La comunicazione rischia di essere solo pubblicità

Un centinaio di giornalisti al convegno “La responsabilità del giornalista: tutto è permesso?”, mercoledì 24 maggio al Palazzo del Ridotto, evento del Festival della comunicazione con crediti formativi per gli iscritti all’Ordine.

All’inizio dell’incontro, i saluti di Marco Bonatti, responsabile della comunicazione della commissione diocesana per la Sindone di Torino, e di Luca Rolandi, direttore del sito della Diocesi di Torino e di vocetempo.it. Entrambi si sono formati alla scuola della “Voce del Popolo”, settimanale diocesano torinese, sotto la direzione di don Franco Peradotto, fra i soci fondatori della Fisc, e hanno evidenziato l’importante ruolo dei giornali diocesani nella formazione di tanti giornalisti.

Hanno mosso i primi passi nelle redazioni della stampa cattolica locale tutti i relatori del convegno: Marco Tarquinio, direttore di Avvenire, Gianfranco Fabi, ex direttore di Radio 24 ed ex vice-direttore del Sole 24 Ore, e Giorgio Tonelli, giornalista Rai.

Il direttore di Avvenire, nel suo intervento, si è soffermato sull’uso distorto di tre parole: “cooperative”, “ong” e “corridoi umanitari”, spesso “manipolate” e utilizzate in senso dispregiativo dal mondo dell’informazione. “Le parole sono importanti – ha detto Tarquinio -. Vanno usate con responsabilità. Non esiste libertà di informazione senza responsabilità”.

Gianfranco Fabi ha sottolineato che i giornalisti devono essere i “testimoni critici della realtà”, non i “megafoni”. “Se la politica spesso crea consenso attraverso la manipolazione della verità – ha aggiunto Fabi – i giornalisti hanno la responsabilità di dire cosa non è vero, anche a rischio di essere impopolari”. Per Fabi, nell’epoca dell’informazione globalizzata, i pericoli sono quattro: “superficialità, manicheismo, relativismo e audience”.
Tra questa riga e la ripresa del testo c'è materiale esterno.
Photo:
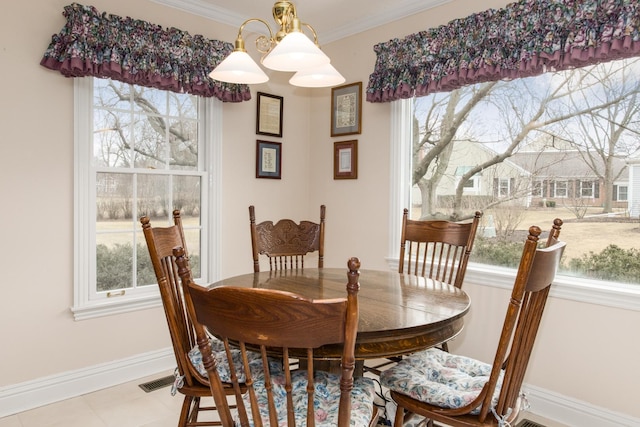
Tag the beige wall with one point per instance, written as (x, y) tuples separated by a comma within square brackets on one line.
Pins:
[(37, 212)]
“Il nuovo sistema informativo – ha evidenziato Giorgio Tonelli – viaggia sul bianco e sul nero, dimenticandosi che la realtà è fatta di tante sfumature. Internet premia gli estremi e questa logica sta contaminando l’informazione televisiva”. Per fare un esempio, “i mezzi digitali danno pari rilevanza all’opinione dello scienziato e dell’uomo della strada. Il grande assente è il giornalista, che dovrebbe farsi mediatore in una società complessa”.
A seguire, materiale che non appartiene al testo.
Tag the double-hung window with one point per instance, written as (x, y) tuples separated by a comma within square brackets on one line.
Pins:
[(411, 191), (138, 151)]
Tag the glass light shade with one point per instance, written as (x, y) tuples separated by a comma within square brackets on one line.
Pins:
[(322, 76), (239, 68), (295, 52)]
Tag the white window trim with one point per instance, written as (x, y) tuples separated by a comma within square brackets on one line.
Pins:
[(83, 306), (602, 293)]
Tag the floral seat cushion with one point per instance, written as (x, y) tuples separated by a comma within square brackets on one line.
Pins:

Fra i problemi evidenziati nel convegno c’è quello che Tarquinio ha definito “informazione selfie”: l’internauta “cerca quello che gli assomiglia per confermare la propria opinione”. Di conseguenza oggi “c’è più intolleranza e meno ascolto”.

“Con il web – ha aggiunto Fabi mettendo in discussione la reale “democraticità” del mezzo – si moltiplicano le opportunità di diffusione delle notizie, ma anche quelle di distorsione”.

All’unisono i relatori sono giunti alla conclusione che mai come oggi, quando tutti possono farsi protagonisti del circuito della comunicazione globale, compito del giornalista è quello di verificare e approfondire i fatti nella loro complessità. Quasi mosso da uno spirito di solidarietà verso il prossimo, il giornalista ha il compito di aiutare il fruitore dell’informazione a individuare la Verità in mezzo a tante voci. “Tutta la comunicazione se non è amore è pubblicità”, diceva Enrico Ghezzi, citato dai relatori del convegno.